El plato más llamativo eran las costillas glaseadas a la naranja, dispuestas con esmero en forma de flor. Su tono dorado anaranjado brillaba tentadoramente bajo las luces, desprendiendo un aroma irresistible.
La mirada de Hugh Whitman recorrió la mesa y se posó en Stella Grant.
Llevaba una camisa de hombre demasiado grande, atada informalmente a la cintura con un cinturón, que acentuaba su esbelta figura y la hacía parecer aún más menuda.
Su corazón se encogió de repente y se apresuró a entrar. Stella lo vio y también corrió hacia él.
—Hermano, sabía que vendrías a salvarme —dijo Stella mientras hundía el rostro en su pecho, con los ojos enrojecidos al instante.
Hugh le alborotó el pelo con suavidad; el corazón que había estado en vilo encontró por fin su lugar al sentir el calor de su cuerpo.
—Hermano, casi tuve que saltar al mar para ir a buscarte.
—Por suerte estás bien, si no, no sabría cómo enfrentarme a nuestros padres.
Stella lo miró, con lágrimas aún en los ojos, pero empezó a sonreír. —Ya estoy bien, la tormenta ha pasado.
Aiden Fordham observaba cómo se abrazaban con fuerza y sintió que se le humedecían los ojos. Se aclaró la garganta, con una dulzura apenas perceptible en la voz: —Venga, vamos a comer.
Todos se reunieron alrededor de la mesa y solo entonces se percataron de una cara nueva y desconocida entre ellos.

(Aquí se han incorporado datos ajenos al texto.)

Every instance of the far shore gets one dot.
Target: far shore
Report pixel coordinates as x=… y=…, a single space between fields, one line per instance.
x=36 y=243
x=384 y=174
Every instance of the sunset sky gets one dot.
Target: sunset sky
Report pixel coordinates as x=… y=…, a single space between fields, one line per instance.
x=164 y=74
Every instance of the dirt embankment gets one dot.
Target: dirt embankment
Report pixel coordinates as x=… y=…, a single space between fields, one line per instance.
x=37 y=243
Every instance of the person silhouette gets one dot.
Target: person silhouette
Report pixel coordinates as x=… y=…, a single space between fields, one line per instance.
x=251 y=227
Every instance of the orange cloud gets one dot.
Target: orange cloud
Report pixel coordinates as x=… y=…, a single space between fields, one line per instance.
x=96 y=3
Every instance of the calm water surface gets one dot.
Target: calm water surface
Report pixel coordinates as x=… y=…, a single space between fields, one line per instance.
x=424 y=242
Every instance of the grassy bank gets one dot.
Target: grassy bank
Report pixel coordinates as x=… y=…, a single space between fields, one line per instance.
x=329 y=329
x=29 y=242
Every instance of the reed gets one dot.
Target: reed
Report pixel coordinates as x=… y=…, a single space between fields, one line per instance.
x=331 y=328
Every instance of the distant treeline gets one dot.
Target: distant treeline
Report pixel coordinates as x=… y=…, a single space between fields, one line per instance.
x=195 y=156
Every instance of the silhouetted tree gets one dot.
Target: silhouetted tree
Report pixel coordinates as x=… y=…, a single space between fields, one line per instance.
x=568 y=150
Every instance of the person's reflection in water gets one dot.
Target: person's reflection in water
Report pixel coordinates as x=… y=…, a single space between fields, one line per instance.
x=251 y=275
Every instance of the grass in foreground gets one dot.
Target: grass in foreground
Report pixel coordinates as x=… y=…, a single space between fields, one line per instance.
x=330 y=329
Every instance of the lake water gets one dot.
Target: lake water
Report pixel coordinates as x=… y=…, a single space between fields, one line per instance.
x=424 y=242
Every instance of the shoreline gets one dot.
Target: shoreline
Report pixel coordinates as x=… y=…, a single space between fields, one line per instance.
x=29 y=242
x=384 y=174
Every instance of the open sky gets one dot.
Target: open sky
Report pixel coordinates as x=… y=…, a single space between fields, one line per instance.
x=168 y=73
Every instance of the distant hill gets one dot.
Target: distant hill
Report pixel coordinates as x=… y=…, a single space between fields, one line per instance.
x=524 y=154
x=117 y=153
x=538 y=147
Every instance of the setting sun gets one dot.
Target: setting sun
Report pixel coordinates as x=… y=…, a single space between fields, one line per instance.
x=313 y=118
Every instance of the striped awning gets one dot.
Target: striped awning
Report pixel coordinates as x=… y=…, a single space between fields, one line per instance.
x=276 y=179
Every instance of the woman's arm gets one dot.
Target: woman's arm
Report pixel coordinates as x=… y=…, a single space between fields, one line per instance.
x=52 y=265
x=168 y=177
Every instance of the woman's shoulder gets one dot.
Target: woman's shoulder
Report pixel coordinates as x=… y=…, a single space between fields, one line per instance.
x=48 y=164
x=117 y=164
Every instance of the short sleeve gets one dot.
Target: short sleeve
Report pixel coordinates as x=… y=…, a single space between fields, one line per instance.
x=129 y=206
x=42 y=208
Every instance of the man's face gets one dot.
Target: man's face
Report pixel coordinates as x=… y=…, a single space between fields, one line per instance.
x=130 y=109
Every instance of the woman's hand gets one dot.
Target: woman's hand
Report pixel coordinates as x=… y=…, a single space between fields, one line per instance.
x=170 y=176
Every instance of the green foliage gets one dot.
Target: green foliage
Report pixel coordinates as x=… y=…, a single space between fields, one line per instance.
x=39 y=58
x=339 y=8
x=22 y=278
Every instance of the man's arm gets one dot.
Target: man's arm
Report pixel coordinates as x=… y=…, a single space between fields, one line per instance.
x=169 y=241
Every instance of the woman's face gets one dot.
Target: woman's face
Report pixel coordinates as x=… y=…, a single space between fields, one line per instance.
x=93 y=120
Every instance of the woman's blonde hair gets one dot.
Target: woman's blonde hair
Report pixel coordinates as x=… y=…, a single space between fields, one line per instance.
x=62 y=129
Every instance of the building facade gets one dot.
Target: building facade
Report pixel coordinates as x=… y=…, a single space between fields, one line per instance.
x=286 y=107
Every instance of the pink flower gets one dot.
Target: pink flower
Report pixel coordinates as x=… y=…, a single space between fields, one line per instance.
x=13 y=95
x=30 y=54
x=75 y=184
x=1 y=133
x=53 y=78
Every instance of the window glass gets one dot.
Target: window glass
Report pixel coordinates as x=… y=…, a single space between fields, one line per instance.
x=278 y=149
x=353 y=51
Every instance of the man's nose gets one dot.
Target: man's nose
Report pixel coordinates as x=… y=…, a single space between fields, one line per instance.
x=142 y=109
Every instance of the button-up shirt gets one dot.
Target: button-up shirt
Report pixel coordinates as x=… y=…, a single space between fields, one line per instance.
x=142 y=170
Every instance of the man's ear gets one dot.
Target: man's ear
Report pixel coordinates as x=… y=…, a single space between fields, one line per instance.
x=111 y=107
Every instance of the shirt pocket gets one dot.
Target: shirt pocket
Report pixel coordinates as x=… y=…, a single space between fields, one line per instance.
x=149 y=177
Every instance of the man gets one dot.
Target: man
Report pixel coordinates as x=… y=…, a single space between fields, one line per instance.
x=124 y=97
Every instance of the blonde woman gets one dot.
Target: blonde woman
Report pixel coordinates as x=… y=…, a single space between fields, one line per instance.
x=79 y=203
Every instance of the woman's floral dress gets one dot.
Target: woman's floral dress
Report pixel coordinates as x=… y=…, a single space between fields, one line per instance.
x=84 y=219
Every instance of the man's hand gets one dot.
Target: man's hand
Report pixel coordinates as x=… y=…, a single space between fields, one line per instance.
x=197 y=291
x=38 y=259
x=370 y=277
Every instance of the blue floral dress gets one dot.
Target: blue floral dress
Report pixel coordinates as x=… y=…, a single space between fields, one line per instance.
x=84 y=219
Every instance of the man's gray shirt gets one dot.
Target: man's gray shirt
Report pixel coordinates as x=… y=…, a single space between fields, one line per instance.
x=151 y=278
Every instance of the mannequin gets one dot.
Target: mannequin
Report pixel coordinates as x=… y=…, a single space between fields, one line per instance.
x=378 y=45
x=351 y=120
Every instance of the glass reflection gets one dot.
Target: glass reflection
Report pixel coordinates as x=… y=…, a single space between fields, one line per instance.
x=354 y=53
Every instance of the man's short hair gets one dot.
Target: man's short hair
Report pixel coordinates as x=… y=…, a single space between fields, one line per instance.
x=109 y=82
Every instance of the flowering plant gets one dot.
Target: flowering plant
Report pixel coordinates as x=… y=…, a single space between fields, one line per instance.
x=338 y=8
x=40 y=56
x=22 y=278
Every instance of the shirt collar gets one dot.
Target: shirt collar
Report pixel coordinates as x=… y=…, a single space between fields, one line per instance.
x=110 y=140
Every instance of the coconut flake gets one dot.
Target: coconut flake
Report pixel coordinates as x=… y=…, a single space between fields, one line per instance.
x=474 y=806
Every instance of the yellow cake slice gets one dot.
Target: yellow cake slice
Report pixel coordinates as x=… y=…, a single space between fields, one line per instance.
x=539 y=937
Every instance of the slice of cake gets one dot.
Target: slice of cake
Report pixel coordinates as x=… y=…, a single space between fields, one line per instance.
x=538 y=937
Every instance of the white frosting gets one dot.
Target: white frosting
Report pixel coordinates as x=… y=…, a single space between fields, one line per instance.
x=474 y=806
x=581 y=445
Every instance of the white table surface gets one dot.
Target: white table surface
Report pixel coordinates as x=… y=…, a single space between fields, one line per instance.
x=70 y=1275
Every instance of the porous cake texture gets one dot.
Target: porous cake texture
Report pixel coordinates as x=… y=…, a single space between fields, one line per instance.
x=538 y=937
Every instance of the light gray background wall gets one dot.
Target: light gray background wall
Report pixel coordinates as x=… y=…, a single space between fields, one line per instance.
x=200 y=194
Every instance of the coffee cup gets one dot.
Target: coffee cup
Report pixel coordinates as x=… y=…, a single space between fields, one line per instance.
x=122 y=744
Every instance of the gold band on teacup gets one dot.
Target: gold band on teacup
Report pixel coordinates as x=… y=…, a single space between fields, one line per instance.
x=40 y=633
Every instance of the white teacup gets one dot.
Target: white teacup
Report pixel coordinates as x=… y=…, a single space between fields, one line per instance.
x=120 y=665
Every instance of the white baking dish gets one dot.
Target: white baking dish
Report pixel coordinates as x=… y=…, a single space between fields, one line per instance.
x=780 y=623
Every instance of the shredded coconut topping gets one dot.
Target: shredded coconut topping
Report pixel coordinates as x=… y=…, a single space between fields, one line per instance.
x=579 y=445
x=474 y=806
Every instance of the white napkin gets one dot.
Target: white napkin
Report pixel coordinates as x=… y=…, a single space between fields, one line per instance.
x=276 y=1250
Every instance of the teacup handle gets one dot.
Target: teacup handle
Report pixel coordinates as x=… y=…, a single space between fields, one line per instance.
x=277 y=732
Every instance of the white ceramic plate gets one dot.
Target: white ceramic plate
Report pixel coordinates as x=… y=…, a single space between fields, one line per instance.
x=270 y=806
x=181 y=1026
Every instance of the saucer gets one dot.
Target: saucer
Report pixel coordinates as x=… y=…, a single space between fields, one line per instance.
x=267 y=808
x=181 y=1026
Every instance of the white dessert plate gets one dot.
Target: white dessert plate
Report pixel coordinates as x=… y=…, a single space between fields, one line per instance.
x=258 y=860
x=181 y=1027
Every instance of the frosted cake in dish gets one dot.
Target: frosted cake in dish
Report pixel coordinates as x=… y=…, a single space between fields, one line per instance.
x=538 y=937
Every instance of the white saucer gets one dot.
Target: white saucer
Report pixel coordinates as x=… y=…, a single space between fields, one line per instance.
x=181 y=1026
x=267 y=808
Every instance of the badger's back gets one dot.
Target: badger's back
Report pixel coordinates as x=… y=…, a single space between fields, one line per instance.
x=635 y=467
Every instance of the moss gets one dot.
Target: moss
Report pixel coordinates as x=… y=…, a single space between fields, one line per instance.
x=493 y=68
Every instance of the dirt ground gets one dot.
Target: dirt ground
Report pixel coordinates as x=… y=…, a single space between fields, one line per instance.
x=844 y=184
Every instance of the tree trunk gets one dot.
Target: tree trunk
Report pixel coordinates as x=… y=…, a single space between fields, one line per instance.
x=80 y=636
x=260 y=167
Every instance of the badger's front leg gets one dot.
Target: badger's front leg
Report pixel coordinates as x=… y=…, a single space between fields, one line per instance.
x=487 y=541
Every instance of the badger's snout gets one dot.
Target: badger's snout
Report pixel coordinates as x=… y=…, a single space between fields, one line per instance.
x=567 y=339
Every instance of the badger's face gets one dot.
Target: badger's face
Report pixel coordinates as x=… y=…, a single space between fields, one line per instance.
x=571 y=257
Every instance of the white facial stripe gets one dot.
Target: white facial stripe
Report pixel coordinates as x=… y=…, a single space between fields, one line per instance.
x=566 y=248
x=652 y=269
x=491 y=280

La mirada de Damian Hawthorne era como un gancho helado, fija en el joven de aspecto alegre que no aparentaba más de veinte años.
Camiseta blanca, vaqueros, pelo corto y bien peinado, y un rostro apuesto, a la vez claro y atractivo.
Ese rostro, si se encontrara en una ciudad universitaria, ¿a cuántas jóvenes ingenuas no cautivaría?
—Quién es este… —fue Damian el primero en romper el breve silencio.
Stella se levantó rápidamente y se acercó al joven para presentarlo.
—Este es Jensen Rivers, un aldeano de por aquí. Nos ayudó a Aiden y a mí, así que lo invité especialmente a comer con nosotros para agradecérselo.
—Hola a todos —saludó Claire cálidamente, bajando la voz a propósito para que sonara más magnética.
Estaba encantada por dentro.
¡De verdad que no la reconocían!
El equipo Sombra trajo esta máscara de silicona realista de la Isla Pira, y su efecto era sencillamente extraordinario.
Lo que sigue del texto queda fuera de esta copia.